Un desiderio immenso come tutto l’universo, una preghiera, un chiedere con gli occhi, uno scongiurare con tutta l’anima, un implorare dolce e calmo con dentro una sofferenza e una gioia terribili… perché io so quanto l’umanità ha bisogno di Lui. E davanti a Dio io non sono più io, sono loro, sono tutti.
E’ terribile essere così piccoli, così nulla e sentirci portati via dall’Infinito. E vengono voglie da desiderare di morire perché finalmente tutto si compia.
A volte mi domando in quelle lunghissime ore di lavoro, vedendomi mangiare così le giornate, se devo continuare a fare l’operaio e perfino se ne vale la pena.
Su un piano umano sono assolutamente zero. È come se non fossi. Mi pare di essere a volte soltanto stanchezza. E rimangono vivi e spesso brucianti problemi di valori umani, di carne e di sangue.
Sono tanto solo e con una voglia infinita di Amore, di una donna, di figli, di qualcosa di caldo, di vivo. Qualcosa di concreto, da poter vedere con gli occhi e toccare con mano, stringere al cuore. Non è sentimentalismo e nemmeno sessualità, anche se è tutto questo. E’ l’insieme della vita, è senso di pienezza, è voglia terribile di autenticità, di completezza. Di lasciarmi andare a tutta la dolce poesia della vita e delle cose. Di questo mondo che sento bellissimo. Di tutto quello che è sotto il cielo. Dai fili d’erba, alle montagne, al mare, alle stelle.
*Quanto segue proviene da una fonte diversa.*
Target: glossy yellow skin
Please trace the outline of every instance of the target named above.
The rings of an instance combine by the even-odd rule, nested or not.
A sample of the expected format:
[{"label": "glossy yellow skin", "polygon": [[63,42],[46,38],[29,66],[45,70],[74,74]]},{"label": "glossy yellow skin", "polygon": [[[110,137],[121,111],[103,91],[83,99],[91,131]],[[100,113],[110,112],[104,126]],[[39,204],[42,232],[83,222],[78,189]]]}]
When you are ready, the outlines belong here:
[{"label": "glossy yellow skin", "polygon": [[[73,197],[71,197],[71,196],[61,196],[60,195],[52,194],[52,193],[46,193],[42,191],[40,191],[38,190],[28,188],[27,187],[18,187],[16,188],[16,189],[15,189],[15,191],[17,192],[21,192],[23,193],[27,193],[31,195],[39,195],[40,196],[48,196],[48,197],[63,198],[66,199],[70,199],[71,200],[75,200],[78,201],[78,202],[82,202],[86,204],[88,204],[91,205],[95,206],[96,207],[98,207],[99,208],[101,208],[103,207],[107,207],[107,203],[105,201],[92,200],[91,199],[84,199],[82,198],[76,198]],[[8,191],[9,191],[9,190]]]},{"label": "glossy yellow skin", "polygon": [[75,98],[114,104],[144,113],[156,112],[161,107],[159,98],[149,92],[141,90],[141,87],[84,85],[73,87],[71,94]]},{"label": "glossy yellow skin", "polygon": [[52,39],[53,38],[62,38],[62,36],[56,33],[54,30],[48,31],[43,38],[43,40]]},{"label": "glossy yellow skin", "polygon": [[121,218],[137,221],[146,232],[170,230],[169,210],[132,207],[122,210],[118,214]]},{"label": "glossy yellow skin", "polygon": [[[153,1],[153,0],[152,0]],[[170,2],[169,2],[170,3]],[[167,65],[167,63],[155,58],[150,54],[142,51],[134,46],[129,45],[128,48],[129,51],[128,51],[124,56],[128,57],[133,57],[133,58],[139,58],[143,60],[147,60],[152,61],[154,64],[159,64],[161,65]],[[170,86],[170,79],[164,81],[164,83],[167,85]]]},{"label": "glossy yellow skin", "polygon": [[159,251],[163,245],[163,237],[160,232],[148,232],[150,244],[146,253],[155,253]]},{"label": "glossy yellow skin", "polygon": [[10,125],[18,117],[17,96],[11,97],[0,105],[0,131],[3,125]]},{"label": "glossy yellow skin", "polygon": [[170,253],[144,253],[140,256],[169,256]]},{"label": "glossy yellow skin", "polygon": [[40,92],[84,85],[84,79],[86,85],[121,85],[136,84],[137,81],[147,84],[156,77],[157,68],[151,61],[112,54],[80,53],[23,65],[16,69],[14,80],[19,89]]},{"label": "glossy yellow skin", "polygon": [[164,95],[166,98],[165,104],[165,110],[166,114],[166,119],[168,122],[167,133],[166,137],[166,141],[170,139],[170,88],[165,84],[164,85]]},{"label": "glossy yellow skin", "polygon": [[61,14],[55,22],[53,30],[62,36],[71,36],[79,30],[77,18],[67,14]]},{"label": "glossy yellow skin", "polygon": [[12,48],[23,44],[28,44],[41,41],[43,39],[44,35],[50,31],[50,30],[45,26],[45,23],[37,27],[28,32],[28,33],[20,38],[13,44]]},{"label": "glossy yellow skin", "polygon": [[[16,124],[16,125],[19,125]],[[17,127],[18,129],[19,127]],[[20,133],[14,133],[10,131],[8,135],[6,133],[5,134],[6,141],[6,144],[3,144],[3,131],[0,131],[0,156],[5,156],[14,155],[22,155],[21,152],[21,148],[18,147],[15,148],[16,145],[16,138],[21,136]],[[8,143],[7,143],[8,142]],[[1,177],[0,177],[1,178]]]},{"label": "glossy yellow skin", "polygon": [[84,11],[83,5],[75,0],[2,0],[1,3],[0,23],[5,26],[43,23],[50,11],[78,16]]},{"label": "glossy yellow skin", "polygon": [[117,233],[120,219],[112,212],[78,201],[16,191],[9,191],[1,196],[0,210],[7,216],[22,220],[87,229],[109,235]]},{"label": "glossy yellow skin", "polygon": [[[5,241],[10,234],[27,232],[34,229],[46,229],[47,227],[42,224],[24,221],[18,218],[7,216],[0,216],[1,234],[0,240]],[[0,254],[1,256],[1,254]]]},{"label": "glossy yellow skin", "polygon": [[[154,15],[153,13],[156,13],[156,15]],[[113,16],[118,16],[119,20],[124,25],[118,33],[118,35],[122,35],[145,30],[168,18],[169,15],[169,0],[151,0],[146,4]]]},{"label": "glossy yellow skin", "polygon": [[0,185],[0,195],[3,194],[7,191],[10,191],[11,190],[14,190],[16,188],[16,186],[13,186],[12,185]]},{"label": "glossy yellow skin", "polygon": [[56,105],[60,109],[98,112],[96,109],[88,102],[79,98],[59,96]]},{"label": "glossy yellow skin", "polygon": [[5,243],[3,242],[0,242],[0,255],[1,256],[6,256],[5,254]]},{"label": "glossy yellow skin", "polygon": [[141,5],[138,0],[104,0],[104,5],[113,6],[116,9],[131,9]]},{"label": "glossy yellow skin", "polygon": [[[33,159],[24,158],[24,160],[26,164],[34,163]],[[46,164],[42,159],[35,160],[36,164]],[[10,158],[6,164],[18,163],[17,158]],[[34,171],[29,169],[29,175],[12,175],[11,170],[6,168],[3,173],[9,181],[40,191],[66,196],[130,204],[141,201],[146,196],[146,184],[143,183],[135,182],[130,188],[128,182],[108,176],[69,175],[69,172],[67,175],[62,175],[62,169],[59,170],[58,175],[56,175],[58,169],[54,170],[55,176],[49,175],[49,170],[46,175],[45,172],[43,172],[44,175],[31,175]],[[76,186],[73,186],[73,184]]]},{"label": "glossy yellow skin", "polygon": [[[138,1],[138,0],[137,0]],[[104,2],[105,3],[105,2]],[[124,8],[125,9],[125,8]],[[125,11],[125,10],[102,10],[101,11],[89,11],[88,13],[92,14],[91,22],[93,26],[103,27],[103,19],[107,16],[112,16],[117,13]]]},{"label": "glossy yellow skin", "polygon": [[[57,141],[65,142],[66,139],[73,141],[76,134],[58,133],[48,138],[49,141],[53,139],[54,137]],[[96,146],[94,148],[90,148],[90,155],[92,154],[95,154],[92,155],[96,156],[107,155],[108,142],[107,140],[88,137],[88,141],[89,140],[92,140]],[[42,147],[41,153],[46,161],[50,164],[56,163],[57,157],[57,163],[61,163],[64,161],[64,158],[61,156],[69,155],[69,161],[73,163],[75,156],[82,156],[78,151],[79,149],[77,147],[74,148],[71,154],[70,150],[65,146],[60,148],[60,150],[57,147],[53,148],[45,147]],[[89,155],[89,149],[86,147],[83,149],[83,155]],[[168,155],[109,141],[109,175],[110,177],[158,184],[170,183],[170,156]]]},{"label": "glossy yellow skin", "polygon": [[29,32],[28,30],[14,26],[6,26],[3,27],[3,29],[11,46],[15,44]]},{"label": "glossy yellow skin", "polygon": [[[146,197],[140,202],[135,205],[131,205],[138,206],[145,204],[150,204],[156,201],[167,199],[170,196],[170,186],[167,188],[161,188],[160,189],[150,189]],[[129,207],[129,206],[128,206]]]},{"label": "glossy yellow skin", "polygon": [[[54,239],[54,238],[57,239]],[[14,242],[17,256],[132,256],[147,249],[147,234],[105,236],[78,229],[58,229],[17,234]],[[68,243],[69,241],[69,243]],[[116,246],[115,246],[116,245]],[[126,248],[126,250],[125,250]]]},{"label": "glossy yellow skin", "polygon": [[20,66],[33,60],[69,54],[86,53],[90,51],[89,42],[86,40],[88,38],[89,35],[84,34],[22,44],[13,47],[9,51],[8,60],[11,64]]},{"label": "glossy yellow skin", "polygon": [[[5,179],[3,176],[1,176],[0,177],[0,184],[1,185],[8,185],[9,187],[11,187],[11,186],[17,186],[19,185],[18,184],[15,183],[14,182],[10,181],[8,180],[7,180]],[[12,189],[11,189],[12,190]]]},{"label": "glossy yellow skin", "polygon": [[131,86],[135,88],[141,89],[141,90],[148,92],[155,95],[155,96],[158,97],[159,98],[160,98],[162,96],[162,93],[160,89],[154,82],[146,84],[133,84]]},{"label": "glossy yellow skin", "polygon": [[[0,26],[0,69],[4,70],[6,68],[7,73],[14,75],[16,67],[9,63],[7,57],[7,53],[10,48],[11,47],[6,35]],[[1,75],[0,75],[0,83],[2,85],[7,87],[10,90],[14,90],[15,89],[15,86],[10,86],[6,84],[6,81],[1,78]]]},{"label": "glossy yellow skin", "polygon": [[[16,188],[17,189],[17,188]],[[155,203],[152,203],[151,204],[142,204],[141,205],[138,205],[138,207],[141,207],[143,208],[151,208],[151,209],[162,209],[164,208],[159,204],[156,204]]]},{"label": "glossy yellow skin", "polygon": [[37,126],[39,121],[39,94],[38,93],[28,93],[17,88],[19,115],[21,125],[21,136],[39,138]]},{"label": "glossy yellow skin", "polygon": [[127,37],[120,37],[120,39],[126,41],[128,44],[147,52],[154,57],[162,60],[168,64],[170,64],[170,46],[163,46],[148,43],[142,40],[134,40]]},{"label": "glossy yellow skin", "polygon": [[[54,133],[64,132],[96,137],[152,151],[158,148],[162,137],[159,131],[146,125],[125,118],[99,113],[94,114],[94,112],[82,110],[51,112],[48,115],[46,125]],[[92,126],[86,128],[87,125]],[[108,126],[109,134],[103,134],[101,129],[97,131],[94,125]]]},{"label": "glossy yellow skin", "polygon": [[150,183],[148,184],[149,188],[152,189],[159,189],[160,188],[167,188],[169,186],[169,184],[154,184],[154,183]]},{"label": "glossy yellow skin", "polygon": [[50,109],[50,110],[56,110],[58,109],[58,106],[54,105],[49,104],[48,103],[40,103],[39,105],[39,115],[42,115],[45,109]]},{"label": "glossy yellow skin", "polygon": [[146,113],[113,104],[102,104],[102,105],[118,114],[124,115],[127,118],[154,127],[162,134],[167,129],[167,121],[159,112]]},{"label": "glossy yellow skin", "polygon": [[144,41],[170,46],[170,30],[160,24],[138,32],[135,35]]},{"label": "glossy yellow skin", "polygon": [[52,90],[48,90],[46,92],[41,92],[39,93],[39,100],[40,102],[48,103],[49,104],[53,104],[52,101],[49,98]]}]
Sono solo in questa mia povera strada che non so dove mi porterà perché nessuno ne conosce il tracciato e non trovo amici ai quali domandare qualcosa che mi aiuti.
Ogni sera mi sorprendo come di un miracolo, di essere arrivato in fondo ad una giornata e mi torna in mente quella preghiera: Signore, ti ringrazio che anche per oggi è vinta. Ma mi rimane dietro — e cresce il vuoto sempre più — una giornata che io non conosco più, di cui non so niente, nella quale non ci capisco niente e di cui non posso che dire: non ho concluso nulla.
Di queste giornate è fatta la mia vita di operaio.
E allora lo smarrimento cresce, come trovarsi in un deserto, la sera, a riaspettare il sorgere del sole senza speranza che il giorno dopo qualcosa succeda di diverso dalla solita solitudine e dell’arsione spaventosa per il bruciare del sole.
Non mi rimane che una cosa sola, ma a quest’unica cosa sono attaccato come alla radice della mia vita: che c’è Dio e è per tutti e quindi anche per me.
Ora vado a letto: sono quasi le undici. Preparo per la Messa di domattina e anche la colazione. Mi alzo alle cinque per recitare un po’ di Breviario e celebrare la Messa alle sei. Poi è tutta una corsa, la colazione e l’andare al cantiere, perché il cartellino sia timbrato non assolutamente dopo il minuto delle 7,25.
E domani è sabato, il lavoro finisce all’una. Poi l’immenso riposo del pomeriggio con l’infinita gioia che il giorno dopo è domenica. Ho tanto imparato a godere profondamente, fino in fondo all’anima, la gioia della Domenica. E’ come se passassi un giorno di riposo, di pace buona e serena in casa di Dio, nella casa del Padre.